Pero es que a un nivel más cotidiano se producen situaciones similares. Por ejemplo, en el trabajo. Una de las cosas de que más se quejan los occidentales es de que no pueden cuestionar las órdenes de sus superiores mayores de edad bajo ningún concepto, bajo riesgo de verse sometidos a acoso laboral (moobing lo llaman ahora). Y a los ancianos, mejor ni replicarles, porque puedes verte expuesto al desprecio generalizado, por muy buena intención que lleves. Así, el principal eje de la moral confuciana, esto es, “sé el primero en dar ejemplo”, queda muchas veces en agua de borrajas.
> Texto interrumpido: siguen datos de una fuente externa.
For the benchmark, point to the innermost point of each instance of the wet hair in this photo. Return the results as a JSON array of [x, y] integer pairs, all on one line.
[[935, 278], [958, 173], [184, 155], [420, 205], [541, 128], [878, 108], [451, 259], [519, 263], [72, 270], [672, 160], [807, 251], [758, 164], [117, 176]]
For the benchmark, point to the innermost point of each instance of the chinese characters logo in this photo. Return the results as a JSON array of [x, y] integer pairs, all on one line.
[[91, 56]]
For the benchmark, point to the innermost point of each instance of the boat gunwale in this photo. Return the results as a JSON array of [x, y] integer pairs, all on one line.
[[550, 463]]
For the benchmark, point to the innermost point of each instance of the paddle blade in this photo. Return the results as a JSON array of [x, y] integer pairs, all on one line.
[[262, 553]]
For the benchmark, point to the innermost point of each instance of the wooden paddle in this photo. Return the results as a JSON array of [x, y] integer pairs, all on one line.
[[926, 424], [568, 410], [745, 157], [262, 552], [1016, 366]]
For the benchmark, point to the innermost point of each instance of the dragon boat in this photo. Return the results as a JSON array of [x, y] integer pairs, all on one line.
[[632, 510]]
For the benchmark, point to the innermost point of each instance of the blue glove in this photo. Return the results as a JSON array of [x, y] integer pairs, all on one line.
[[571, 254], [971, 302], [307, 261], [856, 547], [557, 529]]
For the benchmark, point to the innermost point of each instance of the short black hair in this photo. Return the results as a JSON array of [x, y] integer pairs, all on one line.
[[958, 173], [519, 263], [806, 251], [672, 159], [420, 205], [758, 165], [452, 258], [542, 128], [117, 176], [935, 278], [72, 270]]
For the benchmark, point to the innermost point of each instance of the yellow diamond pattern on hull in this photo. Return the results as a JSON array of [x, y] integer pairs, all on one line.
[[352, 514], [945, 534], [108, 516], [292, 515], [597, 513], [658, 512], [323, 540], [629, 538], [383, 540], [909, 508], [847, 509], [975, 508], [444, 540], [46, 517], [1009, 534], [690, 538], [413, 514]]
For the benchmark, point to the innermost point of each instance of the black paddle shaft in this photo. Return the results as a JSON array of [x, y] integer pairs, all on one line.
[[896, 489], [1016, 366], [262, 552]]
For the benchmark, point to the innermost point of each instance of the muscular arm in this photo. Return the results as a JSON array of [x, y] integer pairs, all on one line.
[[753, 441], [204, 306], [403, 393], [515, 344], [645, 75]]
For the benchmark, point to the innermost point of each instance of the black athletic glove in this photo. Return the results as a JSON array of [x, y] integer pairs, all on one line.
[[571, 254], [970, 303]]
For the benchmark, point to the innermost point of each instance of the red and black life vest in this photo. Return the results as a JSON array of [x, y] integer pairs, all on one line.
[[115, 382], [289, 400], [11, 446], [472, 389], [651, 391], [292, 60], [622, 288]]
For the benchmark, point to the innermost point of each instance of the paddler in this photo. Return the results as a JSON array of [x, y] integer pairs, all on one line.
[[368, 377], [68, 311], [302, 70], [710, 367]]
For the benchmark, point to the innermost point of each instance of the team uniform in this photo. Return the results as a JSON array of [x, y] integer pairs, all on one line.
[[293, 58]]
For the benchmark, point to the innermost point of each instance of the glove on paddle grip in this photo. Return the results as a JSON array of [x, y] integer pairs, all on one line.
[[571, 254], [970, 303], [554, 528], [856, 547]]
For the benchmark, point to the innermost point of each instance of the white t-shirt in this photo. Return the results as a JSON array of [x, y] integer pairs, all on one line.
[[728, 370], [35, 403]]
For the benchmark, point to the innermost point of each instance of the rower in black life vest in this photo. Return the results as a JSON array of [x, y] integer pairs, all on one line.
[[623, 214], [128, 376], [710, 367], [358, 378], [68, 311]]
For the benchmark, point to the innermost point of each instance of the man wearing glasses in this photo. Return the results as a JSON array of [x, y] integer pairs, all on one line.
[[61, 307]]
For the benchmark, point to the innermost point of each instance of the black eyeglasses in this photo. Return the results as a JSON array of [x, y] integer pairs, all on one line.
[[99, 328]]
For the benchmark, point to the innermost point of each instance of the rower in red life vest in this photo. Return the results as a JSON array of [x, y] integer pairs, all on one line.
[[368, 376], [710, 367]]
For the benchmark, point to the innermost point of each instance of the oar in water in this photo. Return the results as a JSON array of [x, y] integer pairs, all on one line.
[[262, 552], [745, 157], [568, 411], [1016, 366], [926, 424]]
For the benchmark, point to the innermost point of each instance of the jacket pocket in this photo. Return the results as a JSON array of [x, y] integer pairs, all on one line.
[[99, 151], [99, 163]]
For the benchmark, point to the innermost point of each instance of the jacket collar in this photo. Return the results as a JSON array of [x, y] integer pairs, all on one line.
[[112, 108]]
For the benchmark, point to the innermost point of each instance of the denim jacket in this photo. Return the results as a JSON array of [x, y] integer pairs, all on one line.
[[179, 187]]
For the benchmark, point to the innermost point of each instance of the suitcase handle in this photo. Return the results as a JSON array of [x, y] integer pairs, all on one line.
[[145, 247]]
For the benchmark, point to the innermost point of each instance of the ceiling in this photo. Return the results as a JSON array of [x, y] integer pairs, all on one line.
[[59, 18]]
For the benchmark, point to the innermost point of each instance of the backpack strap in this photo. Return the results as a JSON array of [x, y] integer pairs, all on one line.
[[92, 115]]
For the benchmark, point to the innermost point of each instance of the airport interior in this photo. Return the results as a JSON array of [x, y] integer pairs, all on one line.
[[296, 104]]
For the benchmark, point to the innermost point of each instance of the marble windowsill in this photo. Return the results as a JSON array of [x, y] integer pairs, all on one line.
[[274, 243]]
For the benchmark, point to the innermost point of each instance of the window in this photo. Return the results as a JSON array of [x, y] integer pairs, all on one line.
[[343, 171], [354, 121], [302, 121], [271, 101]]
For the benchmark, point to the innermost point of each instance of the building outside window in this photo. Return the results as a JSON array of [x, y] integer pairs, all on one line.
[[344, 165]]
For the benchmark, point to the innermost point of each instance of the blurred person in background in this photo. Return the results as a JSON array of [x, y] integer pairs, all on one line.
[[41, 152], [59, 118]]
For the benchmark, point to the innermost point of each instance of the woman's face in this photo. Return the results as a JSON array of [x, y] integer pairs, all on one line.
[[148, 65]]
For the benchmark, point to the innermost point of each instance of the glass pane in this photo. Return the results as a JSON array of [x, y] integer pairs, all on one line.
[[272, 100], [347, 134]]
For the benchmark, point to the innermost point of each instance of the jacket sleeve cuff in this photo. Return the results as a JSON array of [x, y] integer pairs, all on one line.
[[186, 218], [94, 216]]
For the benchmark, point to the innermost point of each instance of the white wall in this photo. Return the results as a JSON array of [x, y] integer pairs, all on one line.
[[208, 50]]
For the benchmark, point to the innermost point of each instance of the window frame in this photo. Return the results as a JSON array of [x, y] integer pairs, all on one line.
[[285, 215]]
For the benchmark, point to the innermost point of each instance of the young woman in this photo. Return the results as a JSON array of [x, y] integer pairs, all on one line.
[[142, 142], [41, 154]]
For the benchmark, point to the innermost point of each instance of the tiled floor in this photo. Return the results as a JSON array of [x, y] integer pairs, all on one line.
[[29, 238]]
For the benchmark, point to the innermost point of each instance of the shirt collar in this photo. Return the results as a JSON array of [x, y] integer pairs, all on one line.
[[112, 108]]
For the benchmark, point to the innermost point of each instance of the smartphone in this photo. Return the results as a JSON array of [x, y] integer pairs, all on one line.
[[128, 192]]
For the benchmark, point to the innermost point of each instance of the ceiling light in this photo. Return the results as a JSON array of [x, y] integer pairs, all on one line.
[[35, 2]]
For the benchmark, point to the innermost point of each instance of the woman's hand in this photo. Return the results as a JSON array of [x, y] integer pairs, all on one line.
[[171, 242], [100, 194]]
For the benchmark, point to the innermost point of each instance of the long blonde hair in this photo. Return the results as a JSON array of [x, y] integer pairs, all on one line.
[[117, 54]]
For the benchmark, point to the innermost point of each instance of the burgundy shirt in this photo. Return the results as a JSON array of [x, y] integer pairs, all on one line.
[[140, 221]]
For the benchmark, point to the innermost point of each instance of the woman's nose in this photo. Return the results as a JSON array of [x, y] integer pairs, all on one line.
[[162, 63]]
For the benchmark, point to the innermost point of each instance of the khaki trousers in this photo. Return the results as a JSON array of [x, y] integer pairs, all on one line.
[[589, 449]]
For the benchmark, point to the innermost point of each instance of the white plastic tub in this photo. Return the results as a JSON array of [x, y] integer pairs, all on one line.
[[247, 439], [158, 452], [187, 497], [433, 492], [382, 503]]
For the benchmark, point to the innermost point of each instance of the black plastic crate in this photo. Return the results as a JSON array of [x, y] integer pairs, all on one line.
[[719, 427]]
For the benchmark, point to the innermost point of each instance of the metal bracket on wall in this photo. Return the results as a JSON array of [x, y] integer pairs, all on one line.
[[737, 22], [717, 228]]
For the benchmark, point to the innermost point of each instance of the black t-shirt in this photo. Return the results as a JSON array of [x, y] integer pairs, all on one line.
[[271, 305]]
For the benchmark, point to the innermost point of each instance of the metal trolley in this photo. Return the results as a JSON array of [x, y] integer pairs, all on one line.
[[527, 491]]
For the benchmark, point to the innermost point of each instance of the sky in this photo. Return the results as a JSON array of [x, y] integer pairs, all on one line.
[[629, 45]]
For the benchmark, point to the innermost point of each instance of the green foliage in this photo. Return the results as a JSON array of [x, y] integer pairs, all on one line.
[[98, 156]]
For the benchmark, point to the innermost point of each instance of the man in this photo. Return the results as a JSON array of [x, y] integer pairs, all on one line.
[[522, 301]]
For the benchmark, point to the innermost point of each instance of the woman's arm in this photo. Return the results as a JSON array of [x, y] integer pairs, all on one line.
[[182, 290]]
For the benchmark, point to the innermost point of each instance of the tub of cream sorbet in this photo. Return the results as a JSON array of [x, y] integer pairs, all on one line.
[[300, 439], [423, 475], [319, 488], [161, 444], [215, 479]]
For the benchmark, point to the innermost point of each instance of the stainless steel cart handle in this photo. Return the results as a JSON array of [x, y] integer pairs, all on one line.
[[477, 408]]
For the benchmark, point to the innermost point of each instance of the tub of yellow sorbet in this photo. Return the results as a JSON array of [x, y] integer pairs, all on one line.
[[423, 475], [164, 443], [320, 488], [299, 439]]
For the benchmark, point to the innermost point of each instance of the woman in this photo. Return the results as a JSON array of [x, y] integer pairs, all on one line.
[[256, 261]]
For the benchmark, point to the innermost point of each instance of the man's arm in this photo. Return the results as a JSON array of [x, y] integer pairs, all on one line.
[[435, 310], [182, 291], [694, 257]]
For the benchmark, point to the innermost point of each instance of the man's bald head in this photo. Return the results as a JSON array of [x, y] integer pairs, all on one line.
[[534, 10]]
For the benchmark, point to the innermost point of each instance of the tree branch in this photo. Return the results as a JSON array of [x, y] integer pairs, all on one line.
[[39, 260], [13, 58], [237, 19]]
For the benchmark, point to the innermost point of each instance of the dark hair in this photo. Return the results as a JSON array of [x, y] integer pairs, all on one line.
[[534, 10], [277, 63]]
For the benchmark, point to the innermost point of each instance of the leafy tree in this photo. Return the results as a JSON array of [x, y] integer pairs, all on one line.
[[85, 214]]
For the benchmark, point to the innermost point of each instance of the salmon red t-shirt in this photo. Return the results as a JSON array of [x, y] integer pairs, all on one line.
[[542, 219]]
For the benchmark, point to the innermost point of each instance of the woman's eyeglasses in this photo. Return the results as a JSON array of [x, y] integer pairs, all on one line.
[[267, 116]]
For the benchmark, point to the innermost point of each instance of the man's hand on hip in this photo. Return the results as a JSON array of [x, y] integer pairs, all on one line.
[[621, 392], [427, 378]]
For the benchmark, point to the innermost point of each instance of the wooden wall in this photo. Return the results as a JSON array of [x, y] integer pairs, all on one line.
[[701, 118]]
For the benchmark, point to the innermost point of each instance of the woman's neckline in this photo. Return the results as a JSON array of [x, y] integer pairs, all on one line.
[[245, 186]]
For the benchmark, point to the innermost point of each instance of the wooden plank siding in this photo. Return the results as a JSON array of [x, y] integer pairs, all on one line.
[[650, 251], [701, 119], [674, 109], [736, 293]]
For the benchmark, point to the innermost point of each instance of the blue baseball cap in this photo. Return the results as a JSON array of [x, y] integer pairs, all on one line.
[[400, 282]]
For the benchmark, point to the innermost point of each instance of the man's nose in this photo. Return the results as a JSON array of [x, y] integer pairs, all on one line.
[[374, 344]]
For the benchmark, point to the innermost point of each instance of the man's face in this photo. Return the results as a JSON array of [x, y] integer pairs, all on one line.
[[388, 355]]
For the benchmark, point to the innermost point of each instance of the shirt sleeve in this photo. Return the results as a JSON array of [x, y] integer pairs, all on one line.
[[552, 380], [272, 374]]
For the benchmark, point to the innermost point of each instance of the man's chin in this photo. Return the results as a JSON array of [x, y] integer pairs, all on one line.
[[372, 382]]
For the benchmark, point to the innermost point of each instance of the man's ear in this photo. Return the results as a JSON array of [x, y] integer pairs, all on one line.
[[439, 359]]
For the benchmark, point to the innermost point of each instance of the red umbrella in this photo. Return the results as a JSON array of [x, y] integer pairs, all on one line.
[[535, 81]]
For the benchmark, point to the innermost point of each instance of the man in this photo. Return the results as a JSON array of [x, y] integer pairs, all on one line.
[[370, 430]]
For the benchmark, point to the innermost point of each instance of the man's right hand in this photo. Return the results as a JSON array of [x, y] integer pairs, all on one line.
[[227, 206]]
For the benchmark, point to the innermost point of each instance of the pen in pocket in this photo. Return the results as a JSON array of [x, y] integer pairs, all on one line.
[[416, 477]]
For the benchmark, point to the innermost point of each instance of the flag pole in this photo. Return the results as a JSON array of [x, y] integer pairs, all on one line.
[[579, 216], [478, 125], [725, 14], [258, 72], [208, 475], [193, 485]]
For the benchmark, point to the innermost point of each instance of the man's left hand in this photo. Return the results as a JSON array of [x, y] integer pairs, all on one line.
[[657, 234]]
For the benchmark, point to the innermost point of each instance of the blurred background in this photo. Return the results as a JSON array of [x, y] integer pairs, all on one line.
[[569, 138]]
Lo que quiero decir con todo esto es
que, otra vez como siempre, una cosa son las teorías magníficas, ideadas por
hombres fuera de lo común, y otra cosa es cómo se ponen en práctica. No sé si
de forma inevitable, pero algo que se repite continuamente a lo largo de la
historia es la corrupción de las fuentes primitivas, que pasan de ser principio
claros y sólidos a convertirse en mera propaganda para quienes ostentan el
poder. Y el Confucianismo (o Neoconfucianismo) no es ninguna excepción.
Ahora bien, algo de ese espíritu puro
y bien intencionado queda en los países donde arraigó, como en Corea, país
neocunfuciano por excelencia, como algo queda en muchas personas cristianas de
la verdadera esencia del Cristianismo, esa compasión al prójimo que pedía
Cristo. Por ejemplo, un mayor sentido de las obligaciones y la
corresponsabilidad para con los demás, una mayor disciplina personal para obrar
con respeto a los demás; un sentido de la fidelidad muy acentuado y, creo yo,
una mayor conexión con el orden natural, que se expresa muy bien en su arte y
literatura, quizás una herencia del fervor que Confucio sentía por los viejos
maestros y por una época todavía primitiva en que el hombre era sólo un
elemento más de la Naturaleza y no el rey absoluto, como suele creerse en
Occidente.
Pintura de un artista norcoreano. |
Claro
que, también las sociedades orientales tienen, además de sus contradicciones,
sus contaminaciones. Muy reacias al principio a aceptar valores extranjeros,
cuando éstos logran penetrar lo hacen a conciencia. Pasó con el Cristianismo,
que hoy siguen más del 50 por ciento de los coreanos o japoneses. Está pasando
ya con otras muchas cuestiones provenientes de Occidente, desde la música a la
educación. A propósito de este último tema, volviendo otra vez a Corea (del
Sur), en este país el sistema educativo sigue bastante de cerca, como en tantas
cosas, los parámetros norteamericanos, de tal suerte que se ha establecido una
competitividad brutal; así, la principal obsesión de las familias es colocar a
sus hijos en las mejores universidades (casi siempre privadas) a costa de lo
que sea, de hipotecarse de por vida e incluso de poner en riesgo la salud de sus
vástagos; no sé por qué ocurre esto, si puramente a causa de la imitación y
aceptación del sistema educativo norteamericano (que por cierto nos quieren
imponer ahora a nosotros) o más bien porque de la tranquila sociedad coreana de
hace unas décadas se ha pasado a otra bien distinta, frenéticamente entregada
al capitalismo brutal, de tal modo que se ha producido una sublimación perversa
de algún valor confuciano, tal que el espíritu de superación, que no es malo en
sí, pero que no tiene por qué desembocar en esa competencia feroz. La cuestión
es que siguiendo esta moda de ser los primeros en la escuela, se fuerza a los
chicos a dar todo lo que tienen que, en muchos casos, no es mucho, lo cual
degenera en demasiada frustración y hasta en numerosos suicidios.
Pongo
fin ya a este artículo, algo prolífico, libre y sin compromisos morales con una
última conclusión: se puede aprender de todo pero mucho más de la diferencia.